$\int_{0}^{\infty}f(x)dx$ absolutely converges, $\int_{0}^{\infty}g(x)dx$ conditionally converges what can be said about $\int_{0}^{\infty}f(x)g(x)dx$?
$\int_{0}^{\infty}f(x)dx$ absolutely converges$\rightarrow$ $\int_{0}^{\infty}f(x)dx$ converges
$\int_{0}^{\infty}g(x)dx$ conditionally converges $\rightarrow$ $\int_{0}^{\infty}g(x)dx$ converges
Because both $\int_{0}^{\infty}f(x)dx$ and $\int_{0}^{\infty}g(x)dx$ converges ,so from linearity of the improper integral (Is there linearity?) so do $\int_{0}^{\infty}f(x)g(x)dx$ converges
Is it a valid proof? (it seems to be very trivial)

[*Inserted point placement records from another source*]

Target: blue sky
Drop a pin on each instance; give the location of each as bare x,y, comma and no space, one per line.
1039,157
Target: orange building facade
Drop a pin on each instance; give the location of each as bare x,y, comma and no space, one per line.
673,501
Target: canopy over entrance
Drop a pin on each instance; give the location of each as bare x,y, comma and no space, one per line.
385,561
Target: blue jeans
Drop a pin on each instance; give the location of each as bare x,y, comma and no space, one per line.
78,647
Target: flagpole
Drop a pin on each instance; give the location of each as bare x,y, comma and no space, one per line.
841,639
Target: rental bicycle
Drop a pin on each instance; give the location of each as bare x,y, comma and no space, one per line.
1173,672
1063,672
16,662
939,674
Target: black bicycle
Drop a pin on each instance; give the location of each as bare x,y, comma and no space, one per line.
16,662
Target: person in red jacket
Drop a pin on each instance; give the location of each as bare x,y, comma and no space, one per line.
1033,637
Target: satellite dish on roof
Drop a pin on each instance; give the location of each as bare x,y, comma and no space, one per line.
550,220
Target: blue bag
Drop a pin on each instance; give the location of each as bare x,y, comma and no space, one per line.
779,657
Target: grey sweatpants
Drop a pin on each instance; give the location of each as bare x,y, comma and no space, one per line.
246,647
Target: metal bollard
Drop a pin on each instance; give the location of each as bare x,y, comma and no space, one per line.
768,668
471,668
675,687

If $g$ is bounded, you actually get that the integral of $fg$ is absolutely convergent. (Why?) Thus you should look to unbounded $g$ to find a possible counter-example.
Let us pick $f(x) = x^{-\frac{1}{2}}\chi_{[0,1]}(x) = g(x)$, then $f(x)g(x) = x^{-1}\chi_{[0,1]}(x)$. Each of $f$ and $g$ are absolutely integrable (prove this yourself). What do you know about the integral of $fg$?